Figure 1.

Development and validation of the γ-secretase epsilon-cleavage assay to quantitatively determine relative C99 cleavage by γ-secretase in cells. (a) Schematic overview of the γ-secretase epsilon-cleavage assay. Upon membrane cleavage of the C99 hybrid protein by γ-secretase, Aβ peptides are released into the medium and the AICD-T4L-rTA hybrid protein is released from the membrane into the cytoplasm.
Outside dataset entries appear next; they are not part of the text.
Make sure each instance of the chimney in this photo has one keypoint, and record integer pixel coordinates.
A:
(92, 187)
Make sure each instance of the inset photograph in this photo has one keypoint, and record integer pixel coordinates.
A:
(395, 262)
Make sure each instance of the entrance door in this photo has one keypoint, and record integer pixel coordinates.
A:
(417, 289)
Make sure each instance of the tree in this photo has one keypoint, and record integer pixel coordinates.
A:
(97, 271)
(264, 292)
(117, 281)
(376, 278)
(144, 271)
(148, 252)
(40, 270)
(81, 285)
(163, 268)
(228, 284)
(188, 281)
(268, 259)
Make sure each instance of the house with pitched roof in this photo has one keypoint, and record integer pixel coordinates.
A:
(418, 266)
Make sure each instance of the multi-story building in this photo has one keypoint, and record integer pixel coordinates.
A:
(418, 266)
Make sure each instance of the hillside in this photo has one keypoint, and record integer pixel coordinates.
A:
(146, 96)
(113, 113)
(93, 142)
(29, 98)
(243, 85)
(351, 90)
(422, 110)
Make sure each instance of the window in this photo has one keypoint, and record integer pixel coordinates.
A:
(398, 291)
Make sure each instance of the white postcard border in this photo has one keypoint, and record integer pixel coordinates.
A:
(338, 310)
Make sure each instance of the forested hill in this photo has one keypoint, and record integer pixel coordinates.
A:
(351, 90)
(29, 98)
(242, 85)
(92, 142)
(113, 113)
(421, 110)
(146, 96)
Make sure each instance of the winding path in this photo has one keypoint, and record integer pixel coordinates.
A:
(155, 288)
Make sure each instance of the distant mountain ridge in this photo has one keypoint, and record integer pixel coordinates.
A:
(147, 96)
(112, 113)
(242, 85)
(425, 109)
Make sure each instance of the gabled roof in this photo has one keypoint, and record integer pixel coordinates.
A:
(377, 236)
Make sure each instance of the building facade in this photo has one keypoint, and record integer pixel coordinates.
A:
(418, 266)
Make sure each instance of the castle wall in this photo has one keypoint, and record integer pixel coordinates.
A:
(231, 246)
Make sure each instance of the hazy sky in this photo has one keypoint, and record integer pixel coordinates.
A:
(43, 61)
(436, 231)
This allows the hybrid protein to enter the nucleus and to bind tetO DNA-binding site to stimulate luciferase reporter gene activity as measurement for total C99 cleavage, both by endogenous and by transfected γ-secretase variants. (b) Relative reporter gene activity using C99-T4L-rTA. Rho(4M)-TEV-site-rTA and Arr(3A)-TEV serve as positive control using a conventional Tango protein–protein interaction assay. (c) Cleavage of the C99 hybrid substrate is affected by γ-secretase inhibitors (100 nm per well), indicating that cleavage in HTL cells is due to endogenous γ-secretase. (d) IC₅₀ dose–response curves for the two most potent γ-secretase inhibitors (LY-411575 compound and compound E (Cpd E)). (e) Immunoblot validation of CRISPR/Cas9-mediated chromosomal PS1 and PS2 deletions. PS1 and PS2 protein levels of wildtype (WT) HTL and double-deletion cells are determined by immunoblotting using antibodies that detect the PS1 C-terminal fragment (CTF) (Cell Signaling Technologies 3622S) and antibodies that detect PS2 CFT (Abcam ab106351). β-actin antibody (Abcam ab6276) is used for normalization. *Antibody cross-reactive band. ^#PS2 membrane protein oligomers. (f) Chromosomal deletion of PS1 and PS2 abolishes reporter gene activity. Activity can be restored by transfecting WT PS1 gene to a similar level as the positive control of Rho(4M)-TEV-site-rTA and Arrestin(3A)-TEV. (error bars=s.e.m., n=3, P-values (two-tailed Student’s t-test versus control (a, f) or WT (c)): *P<0.05; **P<0.01; ***P<0.001).